Covid-19 has caused a ripple effect in pensions and job security, and again, its the younger gen-x with less job security and lower paying jobs, many in never-ending temporary positions, who have paid the highest price, millions struggling without having had the opportunity or job security to save for a rainy or pandemic day. We look with envy as our parents decide to retire early, and begin again the chatter on high priced vacations around the globe, or moving to sunny retirement condo villages, as we struggle to pay rent and taxes and many in their 30s and 40s are left relying on their financial assistance. 'The bank of mom and dad' is not because we're lazy or splurging. Its because they have accumulated far more of their fair share of the pie through salaries and pensions that have become unsustainable in the work pyramid as the percentages of over 65's skyrocket globally.
Perhaps its time to stop accepting this as a fact of life, and create real change in this upside-down workforce model, where we are left to finance the upper middle class pension economy by working more and more, and earning less and less.

There are several forces at work here. In no particular order:

1. People are living longer.
2. Pensions have been underfunded. (I have friends who are actuaries and have stated that this has been going on for decades; it's political suicide to "end" public-sector pensions just as bad as it is to raise taxes adequately to fund them)
3. People are having fewer children, and those that do have them, are having them later in life.

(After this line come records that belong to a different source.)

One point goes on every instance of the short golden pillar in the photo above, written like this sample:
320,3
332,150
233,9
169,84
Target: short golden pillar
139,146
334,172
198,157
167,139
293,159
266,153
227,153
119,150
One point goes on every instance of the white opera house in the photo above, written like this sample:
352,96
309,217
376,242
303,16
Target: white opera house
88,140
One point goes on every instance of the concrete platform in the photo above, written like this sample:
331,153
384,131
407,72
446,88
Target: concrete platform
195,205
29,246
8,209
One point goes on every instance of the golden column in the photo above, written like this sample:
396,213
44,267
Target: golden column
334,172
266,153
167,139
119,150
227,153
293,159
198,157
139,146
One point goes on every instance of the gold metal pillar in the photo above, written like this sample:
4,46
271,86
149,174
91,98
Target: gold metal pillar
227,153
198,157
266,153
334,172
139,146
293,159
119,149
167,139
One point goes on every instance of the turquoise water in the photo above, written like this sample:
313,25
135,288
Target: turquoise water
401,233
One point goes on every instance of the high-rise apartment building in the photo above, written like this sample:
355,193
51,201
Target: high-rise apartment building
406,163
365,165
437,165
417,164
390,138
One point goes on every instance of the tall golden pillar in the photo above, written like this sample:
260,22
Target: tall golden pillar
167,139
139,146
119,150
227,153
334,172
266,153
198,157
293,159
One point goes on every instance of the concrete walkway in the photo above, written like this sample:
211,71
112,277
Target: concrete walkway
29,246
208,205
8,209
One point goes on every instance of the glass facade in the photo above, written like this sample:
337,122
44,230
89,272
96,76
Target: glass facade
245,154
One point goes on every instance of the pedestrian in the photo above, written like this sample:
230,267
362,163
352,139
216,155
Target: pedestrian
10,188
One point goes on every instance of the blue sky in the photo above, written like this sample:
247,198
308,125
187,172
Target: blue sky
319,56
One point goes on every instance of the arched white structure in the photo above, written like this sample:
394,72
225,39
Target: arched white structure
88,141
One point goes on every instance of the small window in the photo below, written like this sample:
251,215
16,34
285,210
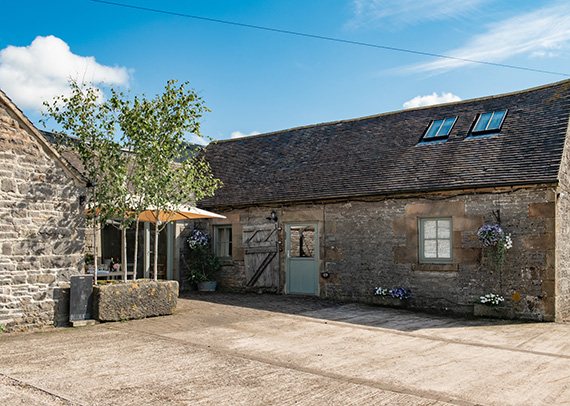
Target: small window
489,122
439,129
302,242
223,241
436,236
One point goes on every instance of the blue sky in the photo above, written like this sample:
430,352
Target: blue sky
258,81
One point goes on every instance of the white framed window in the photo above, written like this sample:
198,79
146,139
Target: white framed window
223,241
436,240
489,122
439,129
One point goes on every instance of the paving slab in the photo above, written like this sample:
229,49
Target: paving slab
251,349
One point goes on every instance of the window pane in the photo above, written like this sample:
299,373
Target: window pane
444,249
483,121
446,127
223,241
302,242
430,229
443,229
495,123
430,248
434,128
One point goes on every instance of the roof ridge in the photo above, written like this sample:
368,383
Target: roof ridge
388,113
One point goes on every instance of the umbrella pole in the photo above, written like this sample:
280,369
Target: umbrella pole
95,254
156,249
124,254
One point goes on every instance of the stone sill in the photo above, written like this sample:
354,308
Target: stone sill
435,267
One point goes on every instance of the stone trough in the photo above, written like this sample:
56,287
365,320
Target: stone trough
134,300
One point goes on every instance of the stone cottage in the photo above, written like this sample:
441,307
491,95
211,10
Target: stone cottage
41,224
396,200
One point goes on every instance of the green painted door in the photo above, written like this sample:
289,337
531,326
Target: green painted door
302,259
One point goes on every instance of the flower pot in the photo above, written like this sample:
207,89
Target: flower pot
208,286
389,301
496,312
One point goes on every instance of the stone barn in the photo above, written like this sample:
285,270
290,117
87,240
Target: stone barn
42,225
396,200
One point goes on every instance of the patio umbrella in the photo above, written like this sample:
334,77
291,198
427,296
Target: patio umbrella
182,213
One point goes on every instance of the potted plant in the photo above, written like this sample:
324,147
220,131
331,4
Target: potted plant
395,297
204,264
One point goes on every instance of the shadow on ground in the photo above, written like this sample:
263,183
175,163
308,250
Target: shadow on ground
354,313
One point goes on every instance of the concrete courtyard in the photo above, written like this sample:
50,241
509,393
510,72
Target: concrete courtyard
230,349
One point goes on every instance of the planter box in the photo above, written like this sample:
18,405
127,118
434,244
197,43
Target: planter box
495,312
390,301
209,286
134,300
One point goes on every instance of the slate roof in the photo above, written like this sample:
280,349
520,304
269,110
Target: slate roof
380,155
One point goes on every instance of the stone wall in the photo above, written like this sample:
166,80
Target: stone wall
41,227
364,244
563,237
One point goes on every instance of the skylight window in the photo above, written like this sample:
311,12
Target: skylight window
489,122
439,129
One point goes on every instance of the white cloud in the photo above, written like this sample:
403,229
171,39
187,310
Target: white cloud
408,12
194,139
535,34
431,99
238,134
29,75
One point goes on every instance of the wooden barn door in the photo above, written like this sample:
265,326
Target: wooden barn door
261,250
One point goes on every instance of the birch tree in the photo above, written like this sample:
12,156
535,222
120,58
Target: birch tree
135,152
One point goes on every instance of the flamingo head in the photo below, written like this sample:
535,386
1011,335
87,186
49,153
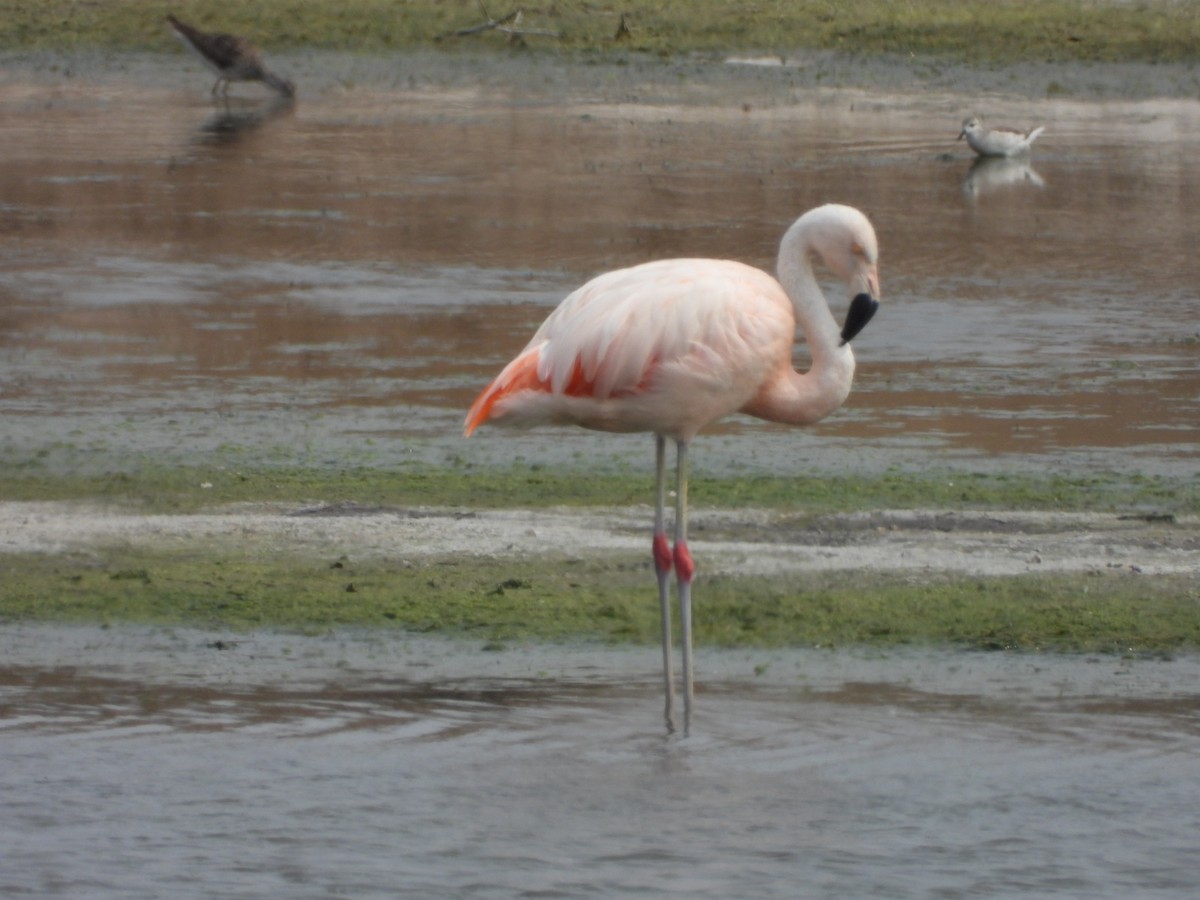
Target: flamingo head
845,240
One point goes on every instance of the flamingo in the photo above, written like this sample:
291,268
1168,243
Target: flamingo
671,346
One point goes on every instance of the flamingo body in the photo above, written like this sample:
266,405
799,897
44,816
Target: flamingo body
672,346
665,347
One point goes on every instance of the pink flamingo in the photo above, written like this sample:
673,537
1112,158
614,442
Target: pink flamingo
672,346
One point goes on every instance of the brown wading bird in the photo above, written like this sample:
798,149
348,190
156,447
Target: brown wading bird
231,57
672,346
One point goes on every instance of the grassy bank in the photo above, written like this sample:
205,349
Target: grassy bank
181,490
984,30
599,599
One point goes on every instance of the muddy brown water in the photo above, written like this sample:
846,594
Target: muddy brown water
330,282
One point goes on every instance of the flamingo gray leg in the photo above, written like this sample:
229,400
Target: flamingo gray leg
684,571
663,564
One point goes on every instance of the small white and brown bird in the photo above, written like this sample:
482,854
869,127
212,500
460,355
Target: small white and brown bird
231,57
997,142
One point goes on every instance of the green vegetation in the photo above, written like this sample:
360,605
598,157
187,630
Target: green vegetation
982,31
257,583
598,599
168,490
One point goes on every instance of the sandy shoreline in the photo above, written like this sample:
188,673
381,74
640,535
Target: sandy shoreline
735,543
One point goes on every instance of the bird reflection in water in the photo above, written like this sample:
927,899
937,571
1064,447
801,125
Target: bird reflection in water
989,174
232,123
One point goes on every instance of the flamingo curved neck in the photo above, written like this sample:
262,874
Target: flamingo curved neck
804,397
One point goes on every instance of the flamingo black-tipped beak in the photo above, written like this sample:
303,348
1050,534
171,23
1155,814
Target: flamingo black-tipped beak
861,311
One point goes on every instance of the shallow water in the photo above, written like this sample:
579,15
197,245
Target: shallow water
335,280
367,767
330,283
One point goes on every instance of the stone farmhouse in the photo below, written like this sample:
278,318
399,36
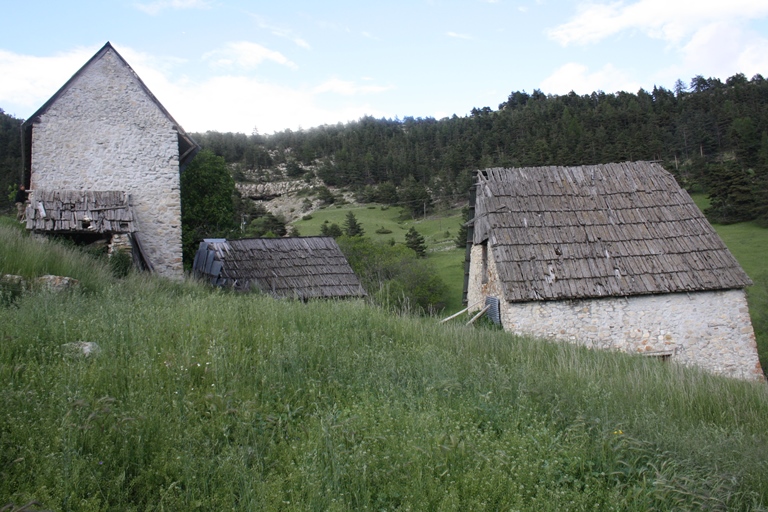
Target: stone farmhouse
301,268
102,159
613,256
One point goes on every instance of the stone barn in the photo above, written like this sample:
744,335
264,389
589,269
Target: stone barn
102,159
303,268
613,256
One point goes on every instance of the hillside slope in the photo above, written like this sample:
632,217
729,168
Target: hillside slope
206,399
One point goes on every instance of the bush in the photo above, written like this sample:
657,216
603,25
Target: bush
394,276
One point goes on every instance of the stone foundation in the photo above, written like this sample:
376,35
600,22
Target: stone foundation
709,329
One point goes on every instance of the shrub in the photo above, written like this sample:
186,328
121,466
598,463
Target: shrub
394,276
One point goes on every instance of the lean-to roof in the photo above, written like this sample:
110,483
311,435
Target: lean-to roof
80,211
300,267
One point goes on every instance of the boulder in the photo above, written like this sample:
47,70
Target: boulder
57,283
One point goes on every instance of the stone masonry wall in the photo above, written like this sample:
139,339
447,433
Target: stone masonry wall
711,330
105,133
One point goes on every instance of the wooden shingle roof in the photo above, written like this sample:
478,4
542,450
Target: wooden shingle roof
595,231
80,211
300,267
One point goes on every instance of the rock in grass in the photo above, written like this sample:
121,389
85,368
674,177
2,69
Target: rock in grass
57,283
81,349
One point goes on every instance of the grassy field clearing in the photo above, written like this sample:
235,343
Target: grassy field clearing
205,400
439,232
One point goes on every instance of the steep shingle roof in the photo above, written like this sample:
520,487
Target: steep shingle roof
301,267
594,231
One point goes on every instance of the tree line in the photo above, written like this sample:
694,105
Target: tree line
712,135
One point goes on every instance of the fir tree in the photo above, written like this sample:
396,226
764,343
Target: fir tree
352,227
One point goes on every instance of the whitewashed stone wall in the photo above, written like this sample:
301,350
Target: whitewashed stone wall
711,330
105,133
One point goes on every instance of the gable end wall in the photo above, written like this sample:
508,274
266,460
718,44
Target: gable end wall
710,329
104,133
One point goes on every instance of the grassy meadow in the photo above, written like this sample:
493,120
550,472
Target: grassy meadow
202,399
386,223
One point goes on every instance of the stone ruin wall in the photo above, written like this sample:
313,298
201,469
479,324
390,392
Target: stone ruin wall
105,133
711,330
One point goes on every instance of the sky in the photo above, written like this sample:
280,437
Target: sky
267,66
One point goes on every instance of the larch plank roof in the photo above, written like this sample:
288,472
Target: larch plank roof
299,267
594,231
80,211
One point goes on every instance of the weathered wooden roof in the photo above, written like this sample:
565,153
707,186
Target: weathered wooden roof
301,267
594,231
80,211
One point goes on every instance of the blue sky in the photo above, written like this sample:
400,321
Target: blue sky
235,65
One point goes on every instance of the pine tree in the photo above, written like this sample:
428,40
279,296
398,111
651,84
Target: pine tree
352,227
414,240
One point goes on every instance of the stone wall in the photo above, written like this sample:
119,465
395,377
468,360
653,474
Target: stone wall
711,330
105,133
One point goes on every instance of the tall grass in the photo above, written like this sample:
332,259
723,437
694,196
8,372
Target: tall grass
203,399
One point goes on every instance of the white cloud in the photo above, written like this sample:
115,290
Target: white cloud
347,88
236,103
577,78
661,19
154,8
28,81
245,55
224,102
283,32
723,49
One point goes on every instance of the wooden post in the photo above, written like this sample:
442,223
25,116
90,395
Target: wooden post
460,312
481,313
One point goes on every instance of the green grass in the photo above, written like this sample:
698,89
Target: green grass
748,243
439,231
208,400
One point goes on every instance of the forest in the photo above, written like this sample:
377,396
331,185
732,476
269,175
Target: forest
712,135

The "pyramid" scheme built on the worker-to-pensioner ratio is not balanced as it needs to be to pay off the aging population.
4. The internet / remote work has rendered some business models obsolete - not only for the businesses themselves, but for those whose livelihood depended on "office traffic", eliminating jobs.

The first three have been known for some time.
Politicians continuously kick the can down the road on the first two.
The third has come to light in the last 40 years.
The latter has come to light during the recent pandemic.

The business models of the post-WW2 era no longer work.